The first thing you notice about Sarah Polley’s Women Talking is the color palette. It’s desaturated in the extreme — isolated shots even look almost black-and-white. Pages of the press notes are devoted to discussing this choice (among other points, Polley’s identification of the narrative quality as that of a fable is reiterated). Regardless of intention, the choice is striking, and for many will prove alienating. It’s too bad that this overt aesthetic choice presents a potential obstacle to engaging with the film — it’s one that’s easy to regard as “important” on the basis of its content, but more so it’s a fascinating exploration of faith.
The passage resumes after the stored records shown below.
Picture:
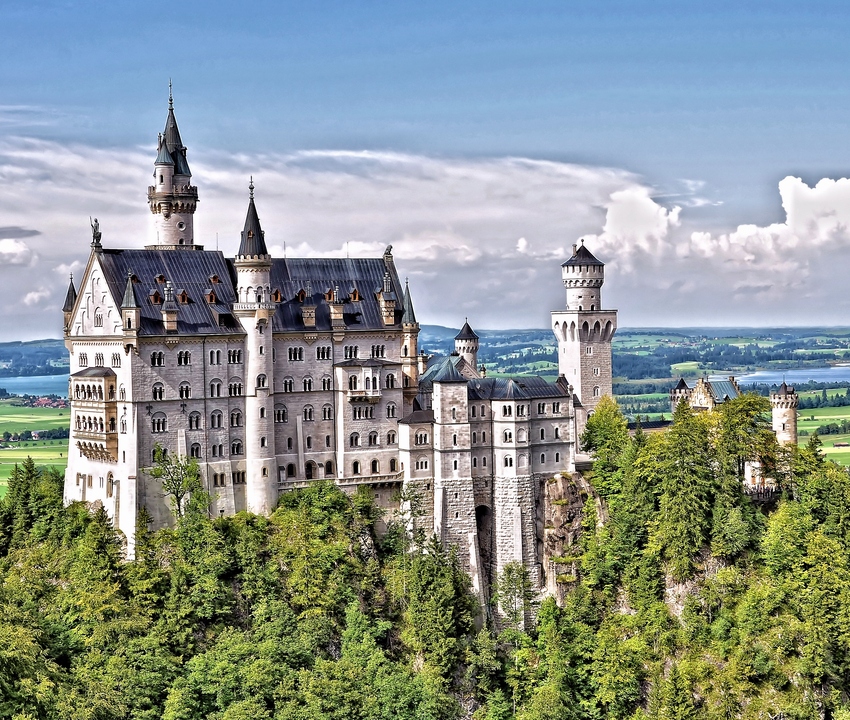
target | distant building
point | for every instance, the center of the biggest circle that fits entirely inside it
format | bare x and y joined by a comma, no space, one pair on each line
273,372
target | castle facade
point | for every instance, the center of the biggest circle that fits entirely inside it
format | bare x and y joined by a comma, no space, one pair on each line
272,372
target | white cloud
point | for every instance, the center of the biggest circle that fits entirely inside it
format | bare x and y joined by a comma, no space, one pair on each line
478,237
14,252
35,297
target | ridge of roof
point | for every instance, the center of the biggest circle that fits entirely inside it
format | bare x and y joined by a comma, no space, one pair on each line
582,256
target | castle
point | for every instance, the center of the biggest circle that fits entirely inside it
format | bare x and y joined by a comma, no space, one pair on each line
272,372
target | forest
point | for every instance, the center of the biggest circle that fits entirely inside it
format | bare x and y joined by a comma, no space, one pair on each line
684,597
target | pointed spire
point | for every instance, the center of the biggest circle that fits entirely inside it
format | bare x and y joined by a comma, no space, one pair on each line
466,332
129,300
253,239
70,297
409,317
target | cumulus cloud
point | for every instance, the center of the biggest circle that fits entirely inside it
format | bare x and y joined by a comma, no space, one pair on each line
14,252
479,237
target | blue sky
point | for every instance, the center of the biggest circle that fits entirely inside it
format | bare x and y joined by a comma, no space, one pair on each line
705,106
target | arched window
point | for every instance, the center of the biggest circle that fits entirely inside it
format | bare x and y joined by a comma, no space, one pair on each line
159,423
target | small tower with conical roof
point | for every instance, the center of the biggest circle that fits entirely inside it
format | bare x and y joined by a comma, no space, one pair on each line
255,309
68,307
783,405
466,345
585,331
172,198
409,349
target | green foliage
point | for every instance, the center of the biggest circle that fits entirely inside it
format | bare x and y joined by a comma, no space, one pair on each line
686,600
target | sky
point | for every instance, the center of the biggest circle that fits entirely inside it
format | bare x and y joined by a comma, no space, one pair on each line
699,149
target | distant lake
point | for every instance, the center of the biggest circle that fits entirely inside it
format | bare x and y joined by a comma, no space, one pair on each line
836,373
36,385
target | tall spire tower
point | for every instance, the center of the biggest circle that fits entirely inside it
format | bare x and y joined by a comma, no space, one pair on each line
172,198
584,332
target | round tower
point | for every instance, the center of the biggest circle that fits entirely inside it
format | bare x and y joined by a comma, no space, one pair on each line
783,404
172,198
255,309
466,345
583,277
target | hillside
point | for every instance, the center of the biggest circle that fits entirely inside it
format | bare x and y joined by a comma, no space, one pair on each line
682,598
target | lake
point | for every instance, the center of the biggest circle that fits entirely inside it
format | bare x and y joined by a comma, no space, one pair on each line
836,373
36,385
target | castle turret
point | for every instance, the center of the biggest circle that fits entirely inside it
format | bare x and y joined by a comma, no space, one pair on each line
409,350
783,404
68,307
585,331
172,198
466,345
254,309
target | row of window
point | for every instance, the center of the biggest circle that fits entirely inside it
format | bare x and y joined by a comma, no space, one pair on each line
354,439
83,360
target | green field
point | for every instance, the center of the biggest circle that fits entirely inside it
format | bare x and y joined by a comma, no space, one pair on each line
16,419
47,453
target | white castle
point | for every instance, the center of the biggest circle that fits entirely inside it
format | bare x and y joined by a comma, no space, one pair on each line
273,372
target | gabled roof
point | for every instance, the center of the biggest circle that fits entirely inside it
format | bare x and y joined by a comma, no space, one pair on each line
409,317
723,390
129,300
466,333
582,256
70,297
315,275
446,372
185,270
253,242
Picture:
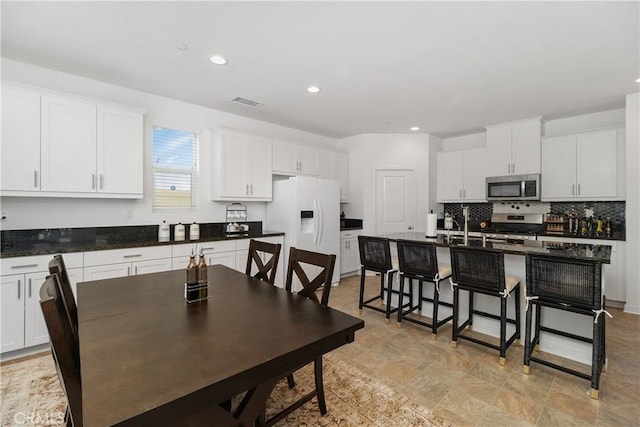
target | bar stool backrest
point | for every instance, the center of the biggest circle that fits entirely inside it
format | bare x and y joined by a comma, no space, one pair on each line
565,280
375,253
481,269
417,258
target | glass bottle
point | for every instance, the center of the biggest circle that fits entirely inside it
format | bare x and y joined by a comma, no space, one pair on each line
202,268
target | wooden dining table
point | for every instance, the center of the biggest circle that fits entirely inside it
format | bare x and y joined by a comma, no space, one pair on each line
150,358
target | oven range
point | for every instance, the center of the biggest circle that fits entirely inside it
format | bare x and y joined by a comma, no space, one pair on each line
514,227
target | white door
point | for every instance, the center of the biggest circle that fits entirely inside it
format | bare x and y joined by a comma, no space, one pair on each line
395,200
68,145
119,151
20,139
35,328
12,312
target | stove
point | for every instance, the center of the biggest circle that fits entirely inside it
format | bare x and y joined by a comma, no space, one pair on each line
514,227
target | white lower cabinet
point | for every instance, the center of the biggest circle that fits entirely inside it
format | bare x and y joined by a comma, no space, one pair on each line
22,323
349,252
109,264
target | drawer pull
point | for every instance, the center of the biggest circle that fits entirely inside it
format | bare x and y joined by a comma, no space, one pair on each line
24,266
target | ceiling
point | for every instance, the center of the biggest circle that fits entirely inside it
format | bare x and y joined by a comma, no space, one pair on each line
448,67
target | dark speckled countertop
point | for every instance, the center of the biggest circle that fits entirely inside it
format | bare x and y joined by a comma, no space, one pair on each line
17,243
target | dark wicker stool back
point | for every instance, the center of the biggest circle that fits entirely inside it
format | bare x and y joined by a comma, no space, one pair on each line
567,284
417,258
565,281
375,253
481,269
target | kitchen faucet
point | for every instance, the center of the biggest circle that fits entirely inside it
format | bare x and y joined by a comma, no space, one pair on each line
465,212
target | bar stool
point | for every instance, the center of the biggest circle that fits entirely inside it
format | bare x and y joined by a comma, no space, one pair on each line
568,284
419,261
482,271
375,255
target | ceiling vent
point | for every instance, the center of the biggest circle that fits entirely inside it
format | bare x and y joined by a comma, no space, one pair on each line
247,102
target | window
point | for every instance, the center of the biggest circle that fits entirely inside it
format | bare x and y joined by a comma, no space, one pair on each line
175,169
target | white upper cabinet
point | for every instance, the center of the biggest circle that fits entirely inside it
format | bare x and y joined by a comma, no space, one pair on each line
294,159
462,176
335,165
69,129
585,166
20,139
120,157
514,148
241,166
69,146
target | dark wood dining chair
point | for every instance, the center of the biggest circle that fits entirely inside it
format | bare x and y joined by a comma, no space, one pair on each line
57,267
298,259
266,271
64,347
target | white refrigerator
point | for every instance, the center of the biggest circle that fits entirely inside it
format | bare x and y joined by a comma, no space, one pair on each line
307,210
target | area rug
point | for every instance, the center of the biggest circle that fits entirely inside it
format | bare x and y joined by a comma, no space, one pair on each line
31,395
Based on Miriam Toews’ novel of the same name, Polley’s film is largely set in a single hay loft, following a group that consists of two families of Mennonite women determining how to move on after they finally catch the men in the colony who have been sexually assaulting them for years. Though their specific goal is to determine whether to stay and fight or leave the colony, these options are merely the practical considerations, and the questions the women and the film ask are considerably larger. Can faith be a virtue when it has facilitated such harm to the women and their children? Can feminine strength still be drawn from a belief system built implicitly and explicitly to uphold patriarchy?
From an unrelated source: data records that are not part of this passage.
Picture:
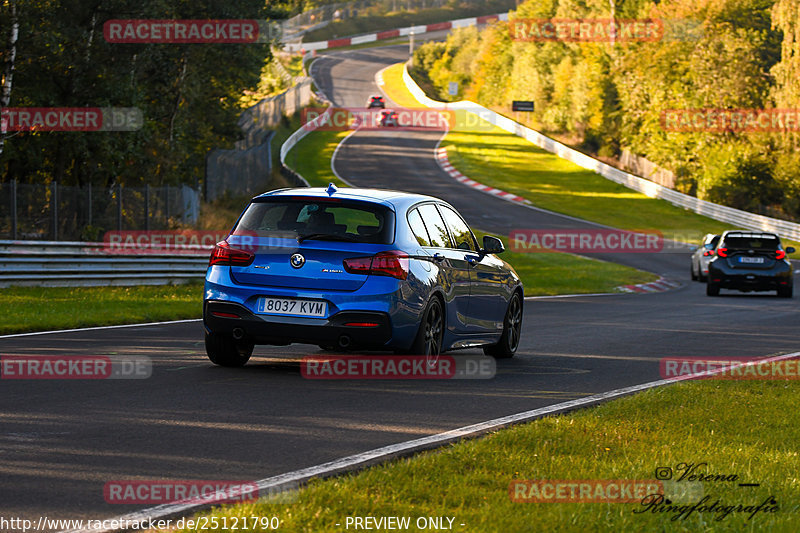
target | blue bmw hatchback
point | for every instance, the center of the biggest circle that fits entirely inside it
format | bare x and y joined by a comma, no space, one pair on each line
358,269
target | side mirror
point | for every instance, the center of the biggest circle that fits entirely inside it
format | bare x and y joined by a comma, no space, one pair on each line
492,245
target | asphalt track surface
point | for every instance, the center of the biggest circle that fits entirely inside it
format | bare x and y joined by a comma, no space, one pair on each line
61,441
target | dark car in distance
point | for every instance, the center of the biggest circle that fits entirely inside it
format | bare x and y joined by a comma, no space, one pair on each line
750,261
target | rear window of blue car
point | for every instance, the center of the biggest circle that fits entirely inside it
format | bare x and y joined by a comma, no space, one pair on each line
333,218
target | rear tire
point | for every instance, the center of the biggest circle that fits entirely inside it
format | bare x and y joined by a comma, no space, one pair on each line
428,341
512,331
224,350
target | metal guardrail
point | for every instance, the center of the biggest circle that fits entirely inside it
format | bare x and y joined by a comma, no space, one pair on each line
80,264
736,217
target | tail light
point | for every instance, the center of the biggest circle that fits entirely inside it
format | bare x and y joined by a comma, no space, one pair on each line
224,255
393,263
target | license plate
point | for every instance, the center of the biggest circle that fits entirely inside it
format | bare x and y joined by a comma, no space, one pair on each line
286,306
751,260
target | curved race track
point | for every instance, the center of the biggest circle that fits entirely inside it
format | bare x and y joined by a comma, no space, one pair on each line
60,442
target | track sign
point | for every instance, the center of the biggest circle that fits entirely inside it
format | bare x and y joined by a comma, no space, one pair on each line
522,105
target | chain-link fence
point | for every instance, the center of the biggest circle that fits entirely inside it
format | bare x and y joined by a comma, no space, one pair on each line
294,27
70,213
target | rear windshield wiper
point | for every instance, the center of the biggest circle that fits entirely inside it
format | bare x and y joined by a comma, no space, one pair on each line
325,236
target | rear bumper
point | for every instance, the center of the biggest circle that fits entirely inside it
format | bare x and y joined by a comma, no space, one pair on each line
223,317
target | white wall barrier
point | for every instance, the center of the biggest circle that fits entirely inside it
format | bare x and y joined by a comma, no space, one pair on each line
736,217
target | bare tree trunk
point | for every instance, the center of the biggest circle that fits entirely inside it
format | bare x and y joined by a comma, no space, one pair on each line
8,65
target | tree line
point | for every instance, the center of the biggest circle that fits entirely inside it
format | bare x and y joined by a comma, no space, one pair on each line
603,95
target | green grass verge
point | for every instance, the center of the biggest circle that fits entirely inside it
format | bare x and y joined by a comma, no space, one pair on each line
626,439
50,308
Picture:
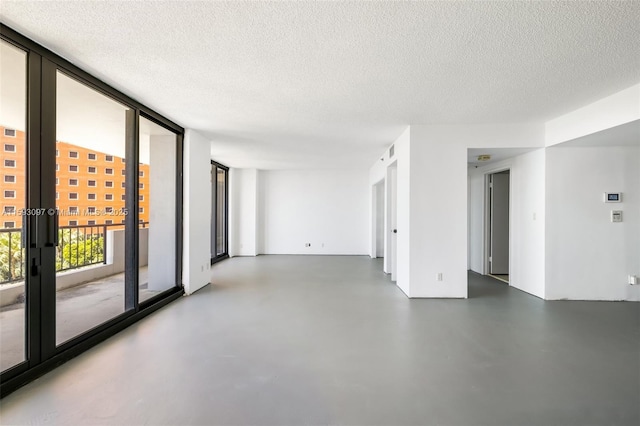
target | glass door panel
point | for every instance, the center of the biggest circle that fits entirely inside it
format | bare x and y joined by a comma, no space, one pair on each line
156,210
13,191
221,212
219,220
90,198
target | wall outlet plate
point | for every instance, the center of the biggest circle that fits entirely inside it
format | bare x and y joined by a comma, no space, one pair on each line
613,197
616,216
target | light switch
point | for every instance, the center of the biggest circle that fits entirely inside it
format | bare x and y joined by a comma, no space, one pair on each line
616,215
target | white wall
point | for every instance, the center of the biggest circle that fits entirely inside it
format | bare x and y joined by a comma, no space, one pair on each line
162,218
527,221
588,257
438,202
196,212
619,108
243,213
327,208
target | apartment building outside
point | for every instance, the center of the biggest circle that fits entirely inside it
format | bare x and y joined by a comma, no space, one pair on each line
90,185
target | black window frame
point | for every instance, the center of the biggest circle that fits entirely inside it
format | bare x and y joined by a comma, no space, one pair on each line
40,134
215,257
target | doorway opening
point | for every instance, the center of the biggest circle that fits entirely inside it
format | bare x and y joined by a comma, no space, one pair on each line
497,225
377,249
391,218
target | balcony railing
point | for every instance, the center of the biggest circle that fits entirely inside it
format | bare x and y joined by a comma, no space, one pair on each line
78,246
12,263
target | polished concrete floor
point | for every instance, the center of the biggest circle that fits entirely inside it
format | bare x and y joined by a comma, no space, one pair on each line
296,340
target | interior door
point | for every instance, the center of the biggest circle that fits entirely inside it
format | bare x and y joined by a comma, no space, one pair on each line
499,224
393,220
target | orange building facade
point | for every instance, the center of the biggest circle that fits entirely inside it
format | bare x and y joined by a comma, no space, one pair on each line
90,185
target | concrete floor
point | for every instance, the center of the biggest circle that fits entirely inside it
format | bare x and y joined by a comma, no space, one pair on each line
294,340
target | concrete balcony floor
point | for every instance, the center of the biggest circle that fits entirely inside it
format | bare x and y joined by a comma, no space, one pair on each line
78,309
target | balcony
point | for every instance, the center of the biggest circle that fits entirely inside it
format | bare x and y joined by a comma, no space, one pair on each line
90,274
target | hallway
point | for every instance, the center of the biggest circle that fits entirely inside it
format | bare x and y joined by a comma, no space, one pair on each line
292,340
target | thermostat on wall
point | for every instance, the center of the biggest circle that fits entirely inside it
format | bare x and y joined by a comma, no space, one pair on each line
613,197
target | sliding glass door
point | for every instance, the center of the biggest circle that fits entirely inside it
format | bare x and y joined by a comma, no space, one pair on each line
91,210
219,212
13,193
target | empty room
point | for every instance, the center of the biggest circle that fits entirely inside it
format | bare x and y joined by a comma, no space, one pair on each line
320,213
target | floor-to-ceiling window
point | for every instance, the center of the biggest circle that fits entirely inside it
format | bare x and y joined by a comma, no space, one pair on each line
13,192
219,211
91,210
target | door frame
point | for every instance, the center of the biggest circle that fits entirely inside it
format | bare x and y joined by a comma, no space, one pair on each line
214,211
41,352
486,264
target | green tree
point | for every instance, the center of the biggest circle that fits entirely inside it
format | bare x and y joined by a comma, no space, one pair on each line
11,256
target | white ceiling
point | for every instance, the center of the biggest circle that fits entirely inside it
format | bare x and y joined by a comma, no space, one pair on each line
496,154
332,84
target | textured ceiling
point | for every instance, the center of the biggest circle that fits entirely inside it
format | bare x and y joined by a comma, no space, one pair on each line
331,84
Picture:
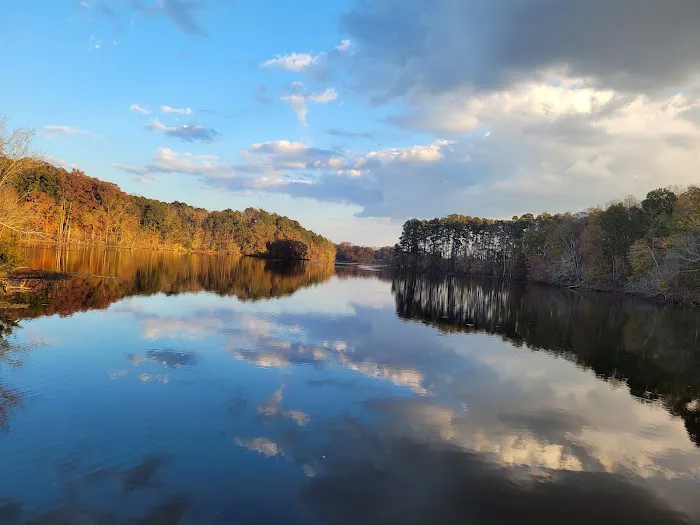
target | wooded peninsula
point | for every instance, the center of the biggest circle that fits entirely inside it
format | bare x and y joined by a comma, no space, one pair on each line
649,248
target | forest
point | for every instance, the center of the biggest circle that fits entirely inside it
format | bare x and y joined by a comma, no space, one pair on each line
650,248
55,205
351,253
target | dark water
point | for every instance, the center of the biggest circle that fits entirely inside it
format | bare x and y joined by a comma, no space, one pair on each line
203,390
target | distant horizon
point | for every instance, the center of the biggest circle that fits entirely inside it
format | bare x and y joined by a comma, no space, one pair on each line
352,118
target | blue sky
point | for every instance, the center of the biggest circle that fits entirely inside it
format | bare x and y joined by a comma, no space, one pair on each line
353,116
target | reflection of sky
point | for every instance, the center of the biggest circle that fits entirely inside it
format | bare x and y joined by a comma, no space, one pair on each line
278,388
Among the cast, Rooney Mara as Ona, pregnant as a result of one of the assaults, is given by a hair the largest role, but also the quietest of the name actors, frequently functioning as a voice of reason (often to the other characters’ dismay). Claire Foy as Ona’s headstrong sister Salome and Jessie Buckley as Mariche of the Friesen family are given more opportunity for theatrics, and though both are able to thread that needle without drifting into extreme emoting, they are most affecting in their subtler moments. The rest of the cast of women are uniformly strong, each given moments to become the focus.

Also present at the meeting is August Epp (Ben Whishaw), asked by Ona to take the minutes despite none of the women being literate. Epp’s role is the largest departure Polley makes from the novel, which takes his minutes as its form. Rather than retain Whishaw as a narrator, Polley shifts that role to Autje, Mariche’s daughter played by Kate Hallett. As a result, Whishaw sometimes seems to be compensating for the comparative thinness of August’s character in his performance, which is the least consistent in the film, though his scenes opposite Mara and Foy are some of its strongest.

Many of the other changes Polley makes from the novel are cuts likely motivated by the length and scope of the film, though her portrayal of the character Melvin is substantially different. Having changed his pronouns in the wake of the assaults, Melvin’s queerness is left fairly vague in the novel, and in affirming his transness here, Polley clarifies that it’s not an effect of sexual assault even though his coming out was motivated by the trauma. It’s a necessary shift in the portrayal of a minor character, and one that illustrates how much our cultural awareness of gender identity has shifted in even the few years since the book was published.

The question begged by any adaptation is what the new form can provide to the material. Sometimes it’s enough that a film can reach a larger audience, and that may well be the case here. Though the narrative decisions Polley makes all have a positive or neutral effect, what’s  less clear is how her formal decisions enhance Toews’ themes. That’s not to suggest that the film is bad — it isn’t — nor is it necessarily unpleasant to look at. But while Polley has earned plenty of goodwill across her limited directorial work, and it’s nice to see her jumping back in with material as challenging and thorny as this, Women Talking never quite makes a strong argument for its translation to the film medium.